Source: reason.com 5/14/25
[ACSOL is posting this because, although not specific to registrants, registrants as well as members of their families would likely agree with its contents]
After mountain runner Michelino Sunseri ascended and descended Grand Teton in record time last fall, his corporate sponsor, The North Face, heralded his achievement as “an impossible dream—come true.” Then came the nightmare: Federal prosecutors charged Sunseri with a misdemeanor punishable by up to six months in jail for using a trail that the National Park Service described as closed, although it had never bothered to clearly inform the public of that designation.
Sunseri unwittingly violated one of the myriad federal regulations that carry criminal penalties—a body of law so vast and obscure that no one knows exactly how many offenses it includes. An executive order that President Donald Trump issued last week aims to ameliorate the injustices caused by the proliferation of such agency-defined crimes, which turn the rule of law into a cruel joke.
The Code of Federal Regulations “contains over 48,000 sections, stretching over 175,000 pages—far more than any citizen can possibly read, let alone fully understand,” Trump’s order notes. “Worse, many [regulations] carry potential criminal penalties for violations.”
How many? As Supreme Court Justice Neil Gorsuch and co-author Janie Nitze note in their 2024 book on “the human toll of too much law,” even experts cannot say for sure, although “estimates suggest that at least 300,000 federal agency regulations carry criminal sanctions today.”

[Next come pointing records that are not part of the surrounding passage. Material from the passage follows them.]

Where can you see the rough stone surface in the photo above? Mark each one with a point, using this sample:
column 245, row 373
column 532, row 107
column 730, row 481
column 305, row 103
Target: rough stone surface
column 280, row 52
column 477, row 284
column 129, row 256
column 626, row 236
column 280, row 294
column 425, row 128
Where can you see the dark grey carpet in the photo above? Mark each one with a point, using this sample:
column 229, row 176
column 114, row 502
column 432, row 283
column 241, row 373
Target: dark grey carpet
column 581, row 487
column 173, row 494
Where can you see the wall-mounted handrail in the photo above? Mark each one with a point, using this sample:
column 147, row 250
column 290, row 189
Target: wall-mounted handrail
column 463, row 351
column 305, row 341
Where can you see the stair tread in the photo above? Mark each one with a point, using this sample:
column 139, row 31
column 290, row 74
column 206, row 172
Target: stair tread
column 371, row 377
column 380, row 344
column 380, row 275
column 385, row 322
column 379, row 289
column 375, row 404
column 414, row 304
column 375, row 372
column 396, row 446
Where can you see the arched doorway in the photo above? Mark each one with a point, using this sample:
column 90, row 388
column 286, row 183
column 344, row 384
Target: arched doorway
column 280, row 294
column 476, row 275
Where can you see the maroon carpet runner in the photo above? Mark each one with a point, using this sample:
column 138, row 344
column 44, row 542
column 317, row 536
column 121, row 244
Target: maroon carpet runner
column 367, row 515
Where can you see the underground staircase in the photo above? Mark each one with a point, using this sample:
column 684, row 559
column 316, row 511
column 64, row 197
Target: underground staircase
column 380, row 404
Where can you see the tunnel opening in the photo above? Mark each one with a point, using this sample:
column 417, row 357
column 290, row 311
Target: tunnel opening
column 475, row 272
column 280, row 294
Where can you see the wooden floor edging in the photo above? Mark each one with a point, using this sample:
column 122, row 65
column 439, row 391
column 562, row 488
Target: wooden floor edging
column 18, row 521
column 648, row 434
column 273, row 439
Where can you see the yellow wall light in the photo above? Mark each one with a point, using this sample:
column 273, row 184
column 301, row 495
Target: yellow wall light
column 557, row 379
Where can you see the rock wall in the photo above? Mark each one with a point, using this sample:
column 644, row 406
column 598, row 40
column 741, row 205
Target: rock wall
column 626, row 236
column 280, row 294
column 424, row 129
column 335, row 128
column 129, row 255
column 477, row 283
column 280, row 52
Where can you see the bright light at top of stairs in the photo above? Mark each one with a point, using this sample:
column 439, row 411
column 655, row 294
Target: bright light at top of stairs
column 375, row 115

At the federal level, in other words, regulatory crimes outnumber statutory crimes—another uncertain tally—by a factor of roughly 60 to 1. Since the latter category has exploded during the last century, that is no small feat, but it is what you might expect when unaccountable bureaucrats are free to invent crimes.
“Many of these regulatory crimes are ‘strict liability’ offenses, meaning that citizens need not have a guilty mental state to be convicted of a crime,” Trump notes. “This status quo is absurd and unjust. It allows the executive branch to write the law, in addition to executing it.”
Trump said prosecutors generally should eschew criminal charges for regulatory violations based on strict liability and focus on cases where the evidence suggests the defendant knowingly broke the rules. Trump also instructed federal agencies to “explicitly describe” conduct subject to criminal punishment under new regulations and prepare lists of regulatory violations that already can be treated as crimes.
This may be the first thing this administration has said that I agree with. Elected officials should write laws, not government agencies.
I oppose strict liability and believe the government should provide evidence a defendant knowingly broke the rules.
The registry and its bloated restrictions are more than a cruel joke it’s just damn cruelty based on fear and myths. Has the registry ever prevented or solved a sex crime? No. Have any of these laws named after a victim actually honor them? No. Sex crimes punishments far outweighs the crime.
Trump notes. “This status quo is absurd and unjust. It allows the executive branch to write the law, in addition to executing it.”
Hmmm… Where have we heard that before?
Penalties must be enforced against all those taking part in a “strict liability offense” of Unlawful violation of the Separation of Powers Doctrine, by people in positions of trust.
This is a continuation of what he did in his first administration. What’s the statistic? Everybody could be a felon everyday by breaking two laws they didn’t know about to begin with? Yet the court says you have to know the law regardless and not knowing it is not a defense.
Years back, someone wrote a book discussing how the average American commits three felonies a day. In fact, the book is titled, “Three Felonies A Day: How The Feds Target The Innocent.”